Answer:
a) proportion of latent heat involved in work against the interatomic attraction = 0.794
b)Depth of the well in Joules = 23 * 10^-24 J
ii) In eV, E = 0.000144 eV
III) in Kelvin, E = 1.67 K
C) Check the explanation section for C
Explanation:
a) Latent heat, Q = 21.8 kJ/kg
Vapor density, Vd = 19 kg/m^3
Liquid density, Ld = 125 kg/ m^3
Pressure, P = 1 atm = 1 * 10^5 Pa
Volume change from liquid to vapor = (1/Vd) - (1/ Ld)

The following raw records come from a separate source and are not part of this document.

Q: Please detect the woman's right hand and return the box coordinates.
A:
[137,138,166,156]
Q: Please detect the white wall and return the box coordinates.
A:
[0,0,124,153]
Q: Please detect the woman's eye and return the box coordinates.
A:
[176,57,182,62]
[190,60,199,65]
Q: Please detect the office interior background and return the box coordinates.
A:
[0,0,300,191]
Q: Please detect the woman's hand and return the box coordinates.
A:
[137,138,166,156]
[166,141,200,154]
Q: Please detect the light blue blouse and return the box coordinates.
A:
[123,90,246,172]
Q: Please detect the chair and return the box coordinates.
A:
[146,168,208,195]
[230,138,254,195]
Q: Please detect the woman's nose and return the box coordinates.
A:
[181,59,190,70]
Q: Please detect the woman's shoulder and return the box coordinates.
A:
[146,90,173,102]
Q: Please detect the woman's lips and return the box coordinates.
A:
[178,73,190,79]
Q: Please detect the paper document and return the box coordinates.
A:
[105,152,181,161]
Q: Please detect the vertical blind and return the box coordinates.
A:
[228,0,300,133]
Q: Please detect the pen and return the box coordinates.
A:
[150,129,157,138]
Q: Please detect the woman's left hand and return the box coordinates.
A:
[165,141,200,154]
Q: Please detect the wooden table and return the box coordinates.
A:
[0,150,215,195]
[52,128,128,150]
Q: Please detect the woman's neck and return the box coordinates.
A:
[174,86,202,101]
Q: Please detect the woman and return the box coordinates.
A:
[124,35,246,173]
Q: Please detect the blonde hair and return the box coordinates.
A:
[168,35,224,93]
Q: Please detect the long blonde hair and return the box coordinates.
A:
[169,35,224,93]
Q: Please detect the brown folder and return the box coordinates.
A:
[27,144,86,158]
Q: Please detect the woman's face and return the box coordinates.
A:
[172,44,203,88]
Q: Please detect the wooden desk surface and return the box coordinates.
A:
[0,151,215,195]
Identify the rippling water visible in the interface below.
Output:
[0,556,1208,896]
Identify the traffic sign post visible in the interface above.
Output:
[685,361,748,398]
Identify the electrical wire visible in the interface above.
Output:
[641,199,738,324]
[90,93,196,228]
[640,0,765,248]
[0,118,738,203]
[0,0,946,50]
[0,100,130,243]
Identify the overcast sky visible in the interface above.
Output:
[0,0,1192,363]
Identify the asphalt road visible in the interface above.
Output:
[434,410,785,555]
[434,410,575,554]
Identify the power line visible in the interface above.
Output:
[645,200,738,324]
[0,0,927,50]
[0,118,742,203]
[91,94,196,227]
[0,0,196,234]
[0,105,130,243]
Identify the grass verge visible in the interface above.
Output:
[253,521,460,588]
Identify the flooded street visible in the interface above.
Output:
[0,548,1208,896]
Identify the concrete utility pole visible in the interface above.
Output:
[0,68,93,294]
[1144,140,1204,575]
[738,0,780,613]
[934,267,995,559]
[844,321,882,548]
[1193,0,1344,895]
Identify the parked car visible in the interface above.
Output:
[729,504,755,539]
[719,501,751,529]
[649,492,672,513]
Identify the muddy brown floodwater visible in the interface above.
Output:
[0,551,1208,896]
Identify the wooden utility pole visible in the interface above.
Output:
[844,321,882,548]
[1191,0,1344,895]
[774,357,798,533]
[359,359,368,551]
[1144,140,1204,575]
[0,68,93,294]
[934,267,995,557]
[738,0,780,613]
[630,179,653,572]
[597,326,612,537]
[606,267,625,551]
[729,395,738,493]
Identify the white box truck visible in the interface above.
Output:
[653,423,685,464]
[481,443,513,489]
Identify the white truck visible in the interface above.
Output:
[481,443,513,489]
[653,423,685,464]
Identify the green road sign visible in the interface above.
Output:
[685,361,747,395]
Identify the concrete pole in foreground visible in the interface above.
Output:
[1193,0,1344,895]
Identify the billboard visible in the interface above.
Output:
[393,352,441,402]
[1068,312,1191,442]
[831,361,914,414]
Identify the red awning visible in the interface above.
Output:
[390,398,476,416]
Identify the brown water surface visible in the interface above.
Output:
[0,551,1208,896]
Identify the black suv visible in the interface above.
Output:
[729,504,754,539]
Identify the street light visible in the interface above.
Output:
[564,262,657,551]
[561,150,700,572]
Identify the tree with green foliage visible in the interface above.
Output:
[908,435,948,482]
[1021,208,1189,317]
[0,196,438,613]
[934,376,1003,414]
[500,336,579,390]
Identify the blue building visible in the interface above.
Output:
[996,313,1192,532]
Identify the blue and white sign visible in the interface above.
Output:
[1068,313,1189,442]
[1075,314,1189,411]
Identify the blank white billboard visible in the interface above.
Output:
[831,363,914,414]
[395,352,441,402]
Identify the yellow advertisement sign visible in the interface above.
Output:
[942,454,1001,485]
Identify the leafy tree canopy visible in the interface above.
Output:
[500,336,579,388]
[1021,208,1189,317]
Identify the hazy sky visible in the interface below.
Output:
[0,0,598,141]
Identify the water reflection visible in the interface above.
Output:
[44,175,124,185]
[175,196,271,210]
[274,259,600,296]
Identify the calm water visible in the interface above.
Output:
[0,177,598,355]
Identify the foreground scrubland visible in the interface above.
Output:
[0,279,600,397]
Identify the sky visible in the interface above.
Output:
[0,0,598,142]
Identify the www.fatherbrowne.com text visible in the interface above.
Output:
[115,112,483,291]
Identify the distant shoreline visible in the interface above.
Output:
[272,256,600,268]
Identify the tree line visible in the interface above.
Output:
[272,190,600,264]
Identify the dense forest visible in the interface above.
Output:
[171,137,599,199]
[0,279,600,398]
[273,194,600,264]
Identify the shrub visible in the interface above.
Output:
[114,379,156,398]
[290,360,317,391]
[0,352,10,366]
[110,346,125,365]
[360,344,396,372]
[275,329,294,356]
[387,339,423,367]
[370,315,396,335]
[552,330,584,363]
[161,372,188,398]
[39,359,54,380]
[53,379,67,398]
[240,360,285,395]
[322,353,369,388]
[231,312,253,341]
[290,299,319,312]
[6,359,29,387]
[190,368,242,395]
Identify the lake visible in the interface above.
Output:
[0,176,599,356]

Volume change = (1/19) - (1/125)
Volume change = 0.045 m^3
Work done in converting from liquid to vapor, W = P * (Volume change)
W = 1 *0.045 * 10^5
W = 4.5 kJ
Let the proportion of latent heat involved in work against the interatomic attraction be Pr
Pr = (Q - W)/Q
Pr = (21.8 - 4.5)/21.8
Pr = 0.794
b) To calculate the depth of the potential well :
I) In joules
n(L-W) = 0.5 z Na E
z = 10
Where E = depth of the well
4(21.8-4.5) = 0.5 * 10 * 6.02 * 10^23 * E
E = 23 * 10^-24 J
ii) In eV
E = ( 23 * 10^-24)/(1.6 * 10^-19)
E = 0.000144 eV
III) In Kelvin
E = ( 23 * 10^-24)/(1.38 * 10^-23)
E = 1.67 K
C) Helium turns to a gas at that low temperature because of the large workdone (4.5 kJ) against the interatomic attraction.